The English Literature curriculum aims to shape students into confident and active readers of texts from established and modern authors. It equips them with the tools to question texts, understand how writers shape meanings and write within a social and cultural context. It also gives them the opportunities to form their own personal responses to texts.
Year 12
Literature pupils begin with an Introduction to Prose alongside the set text poetry anthology of Love through the Ages. Year 12 focuses on the set texts and supportive texts for Paper 1. An introduction to a 20th Century novel is addressed through the study of Fitzgerald’s The Great Gatsby. Building on the themes already met in previous Shakespeare plays, pupils study Othello where students have the opportunity to use their previously gained knowledge of unrequited love, jealousy and villains to support their understanding of the new text. An interleaving of unseen poetry and prose, support the set texts alongside the preparation for the NEA requirement.
Year 13
There are two options available for paper 2: Texts in shared Contexts; Option 2A: WW1 and its aftermath or Option 2B: Modern times: literature from 1945 to the present day. The aim of this topic area is to encourage pupils to explore aspects of literature connected through a period of time.
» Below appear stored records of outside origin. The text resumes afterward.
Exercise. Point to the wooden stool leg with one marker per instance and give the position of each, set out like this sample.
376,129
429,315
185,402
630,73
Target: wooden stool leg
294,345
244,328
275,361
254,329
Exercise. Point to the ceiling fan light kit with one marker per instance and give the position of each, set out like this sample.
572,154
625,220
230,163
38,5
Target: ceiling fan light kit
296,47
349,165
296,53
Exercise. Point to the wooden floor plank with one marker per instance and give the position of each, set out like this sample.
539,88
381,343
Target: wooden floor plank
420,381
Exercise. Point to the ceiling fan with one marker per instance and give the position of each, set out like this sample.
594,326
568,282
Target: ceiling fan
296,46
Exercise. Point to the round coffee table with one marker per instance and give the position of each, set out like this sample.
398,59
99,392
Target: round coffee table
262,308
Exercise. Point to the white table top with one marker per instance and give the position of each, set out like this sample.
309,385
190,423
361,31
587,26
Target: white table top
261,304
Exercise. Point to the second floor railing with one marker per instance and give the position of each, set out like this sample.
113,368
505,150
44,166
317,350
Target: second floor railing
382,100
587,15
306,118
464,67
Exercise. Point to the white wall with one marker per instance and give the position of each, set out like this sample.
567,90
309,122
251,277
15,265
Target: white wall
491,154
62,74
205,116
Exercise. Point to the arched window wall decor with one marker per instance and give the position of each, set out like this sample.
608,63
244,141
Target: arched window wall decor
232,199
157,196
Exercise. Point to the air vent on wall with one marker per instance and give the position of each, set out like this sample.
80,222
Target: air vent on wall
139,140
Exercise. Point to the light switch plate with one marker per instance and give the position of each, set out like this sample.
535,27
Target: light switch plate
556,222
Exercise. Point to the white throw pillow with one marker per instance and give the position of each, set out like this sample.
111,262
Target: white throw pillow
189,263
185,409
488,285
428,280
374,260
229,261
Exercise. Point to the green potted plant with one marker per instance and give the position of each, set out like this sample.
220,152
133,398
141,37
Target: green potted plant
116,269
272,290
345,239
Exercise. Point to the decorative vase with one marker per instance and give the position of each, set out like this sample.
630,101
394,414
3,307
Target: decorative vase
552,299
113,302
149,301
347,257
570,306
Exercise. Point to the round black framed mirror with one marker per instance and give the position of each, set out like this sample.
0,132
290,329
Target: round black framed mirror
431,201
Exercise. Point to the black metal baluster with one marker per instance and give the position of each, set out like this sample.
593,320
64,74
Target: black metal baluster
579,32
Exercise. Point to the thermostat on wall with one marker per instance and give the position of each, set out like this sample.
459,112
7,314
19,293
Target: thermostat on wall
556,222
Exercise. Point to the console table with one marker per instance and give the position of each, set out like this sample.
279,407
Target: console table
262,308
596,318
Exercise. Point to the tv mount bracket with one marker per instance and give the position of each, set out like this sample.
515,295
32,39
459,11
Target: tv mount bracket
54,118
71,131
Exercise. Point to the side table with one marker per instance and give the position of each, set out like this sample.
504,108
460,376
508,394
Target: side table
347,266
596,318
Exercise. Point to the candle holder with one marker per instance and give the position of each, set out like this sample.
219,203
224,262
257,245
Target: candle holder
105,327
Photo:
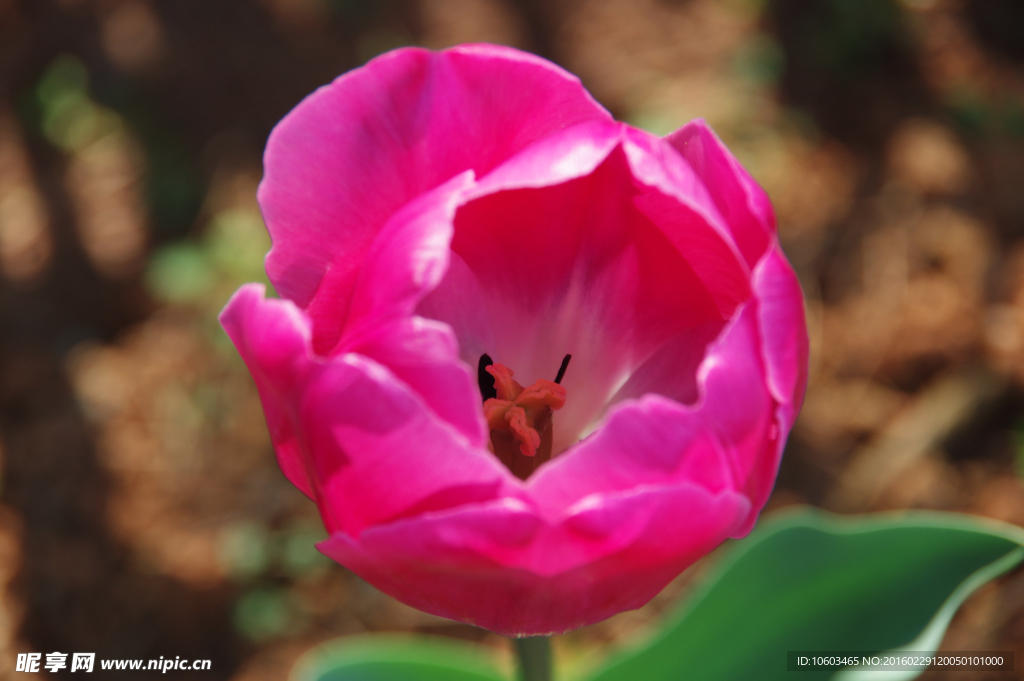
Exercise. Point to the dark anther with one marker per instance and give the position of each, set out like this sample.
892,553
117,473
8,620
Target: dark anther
483,379
561,370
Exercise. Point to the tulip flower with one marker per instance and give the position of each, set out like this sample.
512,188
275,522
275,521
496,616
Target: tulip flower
529,363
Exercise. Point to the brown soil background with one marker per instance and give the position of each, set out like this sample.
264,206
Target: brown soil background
141,511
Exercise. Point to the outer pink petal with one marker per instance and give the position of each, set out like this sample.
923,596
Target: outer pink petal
501,567
740,200
785,349
343,426
354,152
783,327
722,442
272,337
424,354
Currently, Year 12 will opt for Option A and explore literature arising out of WW1, but extends this period to allow reflection on the full impact of the war that reverberates up to the present day. It considers the impact on combatants, non-combatants and subsequent generations as well as its social, political, personal and literary legacies. Pupils will study a novel, play and poetry anthology in order to fulfil the requirements. Throughout the year, interleaving of the previously taught texts from Year 12 will be implemented to ensure thorough revision opportunities before the end of the two-year course’s examination. Pupils will also finalise their coursework component in Year 13.